ある難民申請者の方と、地下鉄の駅で待ち合わせた。
彼と、彼の小学3年生の息子は、今日、歯医者さんで診療してもらうことになっている。彼の家族は長年日本で暮らしていて、難民申請をしている。つい最近まで、在留資格のある難民申請者だったが、昨年春に不認定となり、在留資格を失った。それに伴い、国民健康保険も失われた。保険がなくても医療ニーズは生じる。我慢しているうちに病状が悪化した。今日は、保険がなくても診療してくださるという、親切な歯医者さんに行けることになった。
待ち合わせ時間に少し遅れて、彼ら父子は到着した。その前に、「少し遅れそうです。ごめんなさい。」というメッセージをもらっていたので、心配することはなかった。
「電車賃が一番安い行き方を探して来たら、思ったより遠回りになって」という言葉を聞いて、少し胸が傷んだ。子どもは恥ずかしそうに、お父さんの斜め後ろについている。
歯医者さんでは、快活な先生がにこやかに迎えてくれた。彼らの事情は話してある。先に父親からの診察。日本語でのコミュニケーションに支障のないことがわかり、先生も安心した様子。治療の方針などを、丁寧に説明してくれた。
その次は、息子の診察。これまで学校の検診で、歯科治療を受けるようにという手紙をもらっていたが、行くことができなかった。
2人とも治療は1回では終わらなかったので、次回も診てくださることになった。子どもの方は、割れている奥歯を抜歯する。
帰り道、ようやく受診できて安心したせいか、彼は自分のことをいろいろと話してくれた。

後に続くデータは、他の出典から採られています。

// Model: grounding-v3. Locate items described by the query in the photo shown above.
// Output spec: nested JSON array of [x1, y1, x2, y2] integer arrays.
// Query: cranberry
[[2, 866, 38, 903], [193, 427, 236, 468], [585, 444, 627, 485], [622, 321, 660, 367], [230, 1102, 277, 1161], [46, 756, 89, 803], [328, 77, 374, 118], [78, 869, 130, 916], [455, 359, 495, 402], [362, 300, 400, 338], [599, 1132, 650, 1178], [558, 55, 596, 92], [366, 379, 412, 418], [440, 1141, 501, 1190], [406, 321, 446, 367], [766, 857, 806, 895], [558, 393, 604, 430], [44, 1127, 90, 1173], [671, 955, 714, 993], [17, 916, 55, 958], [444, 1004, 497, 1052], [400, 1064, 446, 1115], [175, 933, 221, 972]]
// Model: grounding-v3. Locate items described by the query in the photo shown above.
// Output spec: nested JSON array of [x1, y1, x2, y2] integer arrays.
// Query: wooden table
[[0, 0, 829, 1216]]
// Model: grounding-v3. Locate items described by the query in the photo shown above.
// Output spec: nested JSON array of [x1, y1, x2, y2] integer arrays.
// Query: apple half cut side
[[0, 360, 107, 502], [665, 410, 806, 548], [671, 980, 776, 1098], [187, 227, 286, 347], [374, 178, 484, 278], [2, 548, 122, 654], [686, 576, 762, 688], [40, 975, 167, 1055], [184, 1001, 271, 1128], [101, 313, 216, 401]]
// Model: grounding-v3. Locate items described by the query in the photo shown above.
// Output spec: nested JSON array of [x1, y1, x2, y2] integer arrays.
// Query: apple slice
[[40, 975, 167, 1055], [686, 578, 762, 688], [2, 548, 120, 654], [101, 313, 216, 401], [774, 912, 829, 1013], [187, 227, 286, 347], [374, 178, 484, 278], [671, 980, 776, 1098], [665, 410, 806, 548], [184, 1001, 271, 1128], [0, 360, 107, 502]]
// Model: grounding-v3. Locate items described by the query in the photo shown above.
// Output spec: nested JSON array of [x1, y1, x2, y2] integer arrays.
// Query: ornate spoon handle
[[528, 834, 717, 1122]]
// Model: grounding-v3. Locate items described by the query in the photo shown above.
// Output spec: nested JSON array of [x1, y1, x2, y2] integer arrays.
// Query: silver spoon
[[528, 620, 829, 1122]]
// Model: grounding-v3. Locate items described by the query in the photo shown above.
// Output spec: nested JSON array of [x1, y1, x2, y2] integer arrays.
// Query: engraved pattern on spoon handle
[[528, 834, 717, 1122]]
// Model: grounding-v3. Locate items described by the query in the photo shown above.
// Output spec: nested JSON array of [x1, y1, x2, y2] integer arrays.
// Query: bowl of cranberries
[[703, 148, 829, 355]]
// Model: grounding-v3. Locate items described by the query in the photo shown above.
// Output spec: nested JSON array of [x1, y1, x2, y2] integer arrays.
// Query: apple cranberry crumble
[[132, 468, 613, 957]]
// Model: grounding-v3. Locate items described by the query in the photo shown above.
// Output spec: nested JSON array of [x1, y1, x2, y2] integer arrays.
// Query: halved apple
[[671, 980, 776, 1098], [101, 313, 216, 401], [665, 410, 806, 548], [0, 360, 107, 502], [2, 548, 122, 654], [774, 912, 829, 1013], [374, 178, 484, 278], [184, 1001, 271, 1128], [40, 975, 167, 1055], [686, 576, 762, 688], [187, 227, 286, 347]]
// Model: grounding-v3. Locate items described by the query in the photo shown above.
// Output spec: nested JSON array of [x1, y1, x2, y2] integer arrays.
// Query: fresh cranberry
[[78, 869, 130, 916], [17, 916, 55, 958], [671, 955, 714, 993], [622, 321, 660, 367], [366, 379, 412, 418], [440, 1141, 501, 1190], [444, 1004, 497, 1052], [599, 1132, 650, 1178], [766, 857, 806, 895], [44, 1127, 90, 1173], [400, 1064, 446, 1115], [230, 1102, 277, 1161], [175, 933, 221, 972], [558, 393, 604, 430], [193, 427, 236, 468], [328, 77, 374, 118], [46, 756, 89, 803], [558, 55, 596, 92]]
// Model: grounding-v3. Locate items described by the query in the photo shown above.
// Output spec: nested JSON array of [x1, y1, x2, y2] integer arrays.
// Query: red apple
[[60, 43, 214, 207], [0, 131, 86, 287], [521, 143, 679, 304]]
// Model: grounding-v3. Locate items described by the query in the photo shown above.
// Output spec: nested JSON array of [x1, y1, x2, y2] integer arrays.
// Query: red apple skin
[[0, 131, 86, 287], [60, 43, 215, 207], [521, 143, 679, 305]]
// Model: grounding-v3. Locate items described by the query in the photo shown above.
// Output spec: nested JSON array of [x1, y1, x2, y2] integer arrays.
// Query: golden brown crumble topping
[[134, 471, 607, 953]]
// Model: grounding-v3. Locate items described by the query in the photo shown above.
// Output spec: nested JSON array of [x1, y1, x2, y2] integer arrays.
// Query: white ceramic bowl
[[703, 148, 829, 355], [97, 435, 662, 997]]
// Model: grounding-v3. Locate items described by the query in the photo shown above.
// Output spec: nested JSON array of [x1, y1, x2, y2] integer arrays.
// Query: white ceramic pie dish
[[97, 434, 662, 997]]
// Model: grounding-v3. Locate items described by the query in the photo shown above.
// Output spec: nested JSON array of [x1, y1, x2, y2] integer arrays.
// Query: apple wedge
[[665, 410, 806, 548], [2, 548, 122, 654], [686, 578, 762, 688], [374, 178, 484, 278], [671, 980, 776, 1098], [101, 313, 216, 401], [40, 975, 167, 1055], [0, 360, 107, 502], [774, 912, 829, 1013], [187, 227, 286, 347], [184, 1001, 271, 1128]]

出身国のミャンマーでは1988年に大規模な民主化運動が起こり、多くの市民が弾圧を受けた。3人の兄たちもデモに参加して次々に投獄され、後に釈放されたが、ほぼ1ヶ月で全員死亡した。一人は精神を病んで自殺したという。両親も早世し、彼はあっという間に一人ぼっちになった。
彼が結婚したのは2006年。その翌年にサフラン革命が起きた。
家族は日本に逃れ、難民申請をした。
結果は、不許可。そして2021年、軍によるクーデター。同じことが、また起きている。
「私たちはどうしても帰ることはできない。今の生活はすごく苦しいけれど、ミャンマーでデモしている人たちに比べたら、ずっと幸せ」と彼は言った。
本国での情勢悪化は、日本にいるミャンマー人にも暗い影を落としている。夜眠れない、食べられない、などの訴えを聞く。彼もまた、同様である。
それでも「幸せ」と言えるのはどういうことなのか、彼らと別れてから、ひとり考えた。